Elizabeth Jane Cochran , mejor conocida como Nelly Bly, nació en Estados Unidos el 5 de mayo de 1864. Su padre murió cuando ella era muy pequeña y desde entonces ayudó a su madre a mantener a sus 14 hermanos. En una ocasión, tras leer un artículo en el periódico Pittsburgh Dispatch titulado “Para qué son buenas las mujeres”, quedó tan enojada que decidió escribir una carta al redactor quejándose. Este ultimo quedó tan impresionado con la respuesta de Nelly que la invitó a escribir un artículo en su periódico.
Tras impresionarse aún más con ese artículo, el redactor le ofreció un trabajo de tiempo completo en el periódico, ella aceptó encantada. La temática de sus artículos giraba en torno a la situación de las mujeres y sus derechos, debido a esto recibió muchas críticas y decidió dejar el Pittsburgh Dispatch para mudarse a Nueva York. Cuatro meses después de mudarse se quedó sin dinero pero con destreza logró entrar a la redacción del New York World siendo uno de sus primeros encargos el introducirse en un sospechoso hospital psiquiátrico.
No existía persona que luego de haber sido internada en el lugar hubiera podido salir, por lo tanto era imposible saber las condiciones reales dentro del centro. Los antiguos empleados murmuraban sobre las malas condiciones de este pero ninguno estaba dispuesto a testificar. Tras la promesa de ser liberada luego de diez días se internó en el hospital, sabía que no le agradaría lo que vería pero lo que vivió fue aún peor de lo imaginado. Dentro estaba abarrotado, vivían el doble de pacientes de los que permitía la capacidad del hospital; incluso los pasillos estaban llenos de enfermos. La comida era horrible: pan, sopa acuosa y frutas en mal estado. Además estaba infectado de ratas.
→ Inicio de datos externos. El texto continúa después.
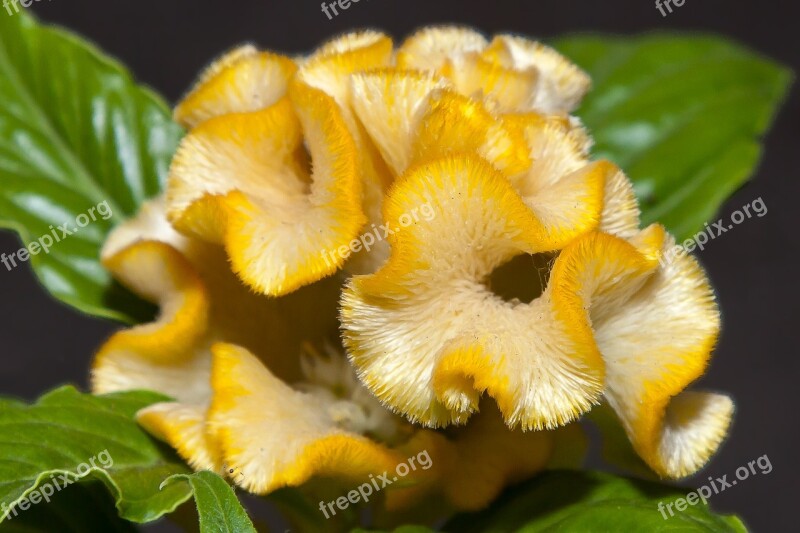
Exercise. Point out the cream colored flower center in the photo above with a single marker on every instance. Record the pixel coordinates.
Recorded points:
(331, 379)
Muchos de los internos ni siquiera estaban realmente enfermos, sino que eran pobres o no entendían el idioma. Los pacientes eran maltratados constantemente, los golpeaban, colgaban del techo o se les obligaba a ducharse con agua helada. Y los pacientes que de verdad lo necesitaban no recibían el tratamiento adecuado. Ningún médico creía cuando los pacientes informaban de los maltratos, por el contrario, eran sancionados con castigos peores. Luego de trascurridos los diez días, y según lo acordado y prometido, un abogado se personó en el hospital pidiendo la liberación de Elizabeth. El artículo escrito luego de esta expeeiencia fue titulado “Diez días en una casa de locos”; fue tal su repercusión que los responsables de los crueles maltratos fueron arrestados y la situación de los pacientes mejoró de forma significativa.
Ella continuó escribiendo artículos y su fama logró que se publicaran por todo el mundo. Trató temas como la pobreza, la política y cuestiones en las que las mujeres jamás habían tenido voz anteriormente. Tuvo la alegría de ver como las mujeres por fin ejercían el derecho al voto durante dos años hasta que, a la edad de 57 años, murió de un derrame en 1922 convertida en fuente de inspiración para hombres y mujeres desde entonces por su increíble labor.